焦点は米雇用統計と株式の反応

アナリストの視点- 先行き不透明感を意識する米金利

米金利

1日のグローバル株式市場は、2日の9月米雇用統計を意識し強弱まちまちの展開となり、明確な方向感はみられなかった。NY外為市場ではユーロ買い/新興国通貨売り優勢の展開に。ドル相場は冴えない9月のISM製造業景況指数を受け上値の重い状況が継続したが(ドルインデックスは小幅に反落したが)、大きな変動は見られず本日の東京時間を迎えている。
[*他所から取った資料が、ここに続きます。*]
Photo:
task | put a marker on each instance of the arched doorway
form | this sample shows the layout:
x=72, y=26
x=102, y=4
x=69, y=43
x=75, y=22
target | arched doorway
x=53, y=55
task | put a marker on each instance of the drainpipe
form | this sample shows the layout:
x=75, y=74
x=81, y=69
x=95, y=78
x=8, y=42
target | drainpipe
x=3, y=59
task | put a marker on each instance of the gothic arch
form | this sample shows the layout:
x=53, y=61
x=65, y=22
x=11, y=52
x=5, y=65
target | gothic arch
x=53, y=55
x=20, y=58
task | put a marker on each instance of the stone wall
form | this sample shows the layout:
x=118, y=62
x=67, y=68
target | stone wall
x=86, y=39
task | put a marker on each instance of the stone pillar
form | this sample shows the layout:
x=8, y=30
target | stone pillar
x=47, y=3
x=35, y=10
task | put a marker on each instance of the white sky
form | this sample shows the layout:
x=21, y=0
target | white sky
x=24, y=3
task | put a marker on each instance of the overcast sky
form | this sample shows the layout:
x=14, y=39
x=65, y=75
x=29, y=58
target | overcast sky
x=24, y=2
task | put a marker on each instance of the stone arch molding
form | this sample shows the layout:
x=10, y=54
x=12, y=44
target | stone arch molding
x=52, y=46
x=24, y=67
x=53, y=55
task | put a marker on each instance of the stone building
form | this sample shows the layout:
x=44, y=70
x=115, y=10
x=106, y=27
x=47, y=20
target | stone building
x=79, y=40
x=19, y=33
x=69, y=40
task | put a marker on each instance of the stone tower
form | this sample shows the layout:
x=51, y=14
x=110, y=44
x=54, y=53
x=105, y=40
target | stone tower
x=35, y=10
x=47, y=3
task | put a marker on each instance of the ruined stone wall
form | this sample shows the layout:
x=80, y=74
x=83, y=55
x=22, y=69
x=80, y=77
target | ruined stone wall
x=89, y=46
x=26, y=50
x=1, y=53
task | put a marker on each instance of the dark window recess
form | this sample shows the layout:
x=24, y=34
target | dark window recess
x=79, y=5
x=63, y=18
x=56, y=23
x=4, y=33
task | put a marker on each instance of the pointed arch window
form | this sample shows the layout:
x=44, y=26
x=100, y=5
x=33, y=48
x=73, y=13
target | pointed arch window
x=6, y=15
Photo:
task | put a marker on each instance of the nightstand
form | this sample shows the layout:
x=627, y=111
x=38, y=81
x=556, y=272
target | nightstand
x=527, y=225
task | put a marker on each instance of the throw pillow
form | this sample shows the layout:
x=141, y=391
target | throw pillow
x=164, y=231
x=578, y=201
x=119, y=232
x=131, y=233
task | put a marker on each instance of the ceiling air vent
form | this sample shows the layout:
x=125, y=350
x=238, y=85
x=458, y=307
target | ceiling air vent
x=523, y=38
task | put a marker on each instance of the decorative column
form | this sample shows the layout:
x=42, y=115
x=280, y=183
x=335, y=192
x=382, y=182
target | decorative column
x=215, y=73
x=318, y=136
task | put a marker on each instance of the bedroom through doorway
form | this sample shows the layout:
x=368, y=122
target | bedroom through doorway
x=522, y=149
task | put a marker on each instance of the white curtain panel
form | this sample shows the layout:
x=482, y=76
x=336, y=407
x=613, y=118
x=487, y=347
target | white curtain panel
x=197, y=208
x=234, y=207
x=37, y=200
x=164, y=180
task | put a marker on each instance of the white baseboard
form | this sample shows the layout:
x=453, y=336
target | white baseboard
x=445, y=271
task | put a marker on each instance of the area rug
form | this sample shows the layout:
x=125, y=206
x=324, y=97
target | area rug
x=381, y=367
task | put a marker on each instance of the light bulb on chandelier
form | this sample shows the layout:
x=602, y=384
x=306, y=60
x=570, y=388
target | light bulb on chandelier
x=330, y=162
9月のISM製造業景況指数は50.2と前月(51.1)及び市場予想(50.6)を下回り、2013年5月以来の低水準となった。詳細を確認すると、新規受注指数は50.1と2012年11月以来の低水準へ落ち込んだ。また、雇用指数も50.5と前月の51.2から低下。イエレンFRBが年内利上げに踏み切るだけの決定打に欠ける内容だったことは明白であり、米金利は当然のごとく低空飛行が継続中。10年債利回りの低下幅が2年債のそれ以上に拡大傾向にある状況は、海外リスク(中国リスク・ドル高リスク・資源価格低迷)が米経済に及ぼすネガティブインパクトを懸念していることを示唆している。その海外リスクが短期で終息する兆しが見えない現状、目先の米金利の動向は株式市場次第ということになろう。

本日の焦点-9月米雇用統計と株式の反応

その株式市場(特に米国株式)のトレンドは目先、今晩の9月米雇用統計に左右されよう。市場予想(前月比)だが、非農業部門雇用者数変化は20.3万人、失業率は5.1%、平均賃金は0.2%(前年比2.4%)となっている。
注目すべきは、総じて市場予想を上回った場合の米株の反応だろう。上述の通り米債券市場では景気の先行き不透明感が意識され10年債利回りへの低下圧力が強まっており、良好な雇用統計は素直に株高要因となる可能性が高い。
その場合、米金利への低下圧力が後退することでドル相場は堅調に推移しよう。懸念すべきは、米金融引締めリスクが意識され米株が崩れるケースだろう。この場合、リスク回避のドル高(米金利の上昇のみのドル高)が想定されるが、それは一過性の値動きとなろう。
むしろ米株安が意識され、外為市場では円高圧力が強まる可能性が高いとみる。ユーロ相場も底堅く推移しよう。USD/JPY及びEUR/USDのチャートポイントは、下記「Technical analysis highlights」を参照されたい。

Technical analysis highlights

USD/JPY

レジスタンス 120.90:200日MA(青ライン) 120.23:一目/転換線(黄ライン)
サポート 119.40:短期サポートライン 119.00:レンジの下限

引き続き119.00-121.00のレンジを想定。アップサイドで注視すべきテクニカルは日足転換線、雲、そして200日MAとなろう。ダウンサイドでの攻防分岐は、短期サポートライン(白点線)及び119.00となろう。転換線で3日連続上値がレジストされている状況を考えるならば、引き続き119円割れの展開を警戒したい。
尚、直近のオーダー状況だが121.00から121円ミドルレベルかけて断続的にオファーが並んでいる。ビッドは119.00に観測あり。また、119.20下にはストップの観測あり。

EUR/USD

レジスタンス 1.1300:レンジの上限 1.1201:一目/転換線(赤ライン)
サポート 1.1155:89日MA(緑ライン)&サポートライン 1.1100:レンジの下限

1.1100-1.1300のレンジをどちらにブレイクするかが焦点となろう。レンジ内で注視すべきテクニカルポイントは上記の通り。トレンドを左右するのは、短期サポートラインでの攻防となろう。
尚、直近のオーダー状況だが1.1240及び1.1280-1.1300はオファー優勢、1.1100にはビッドが観測されている。1.1280上にはストップの観測あり。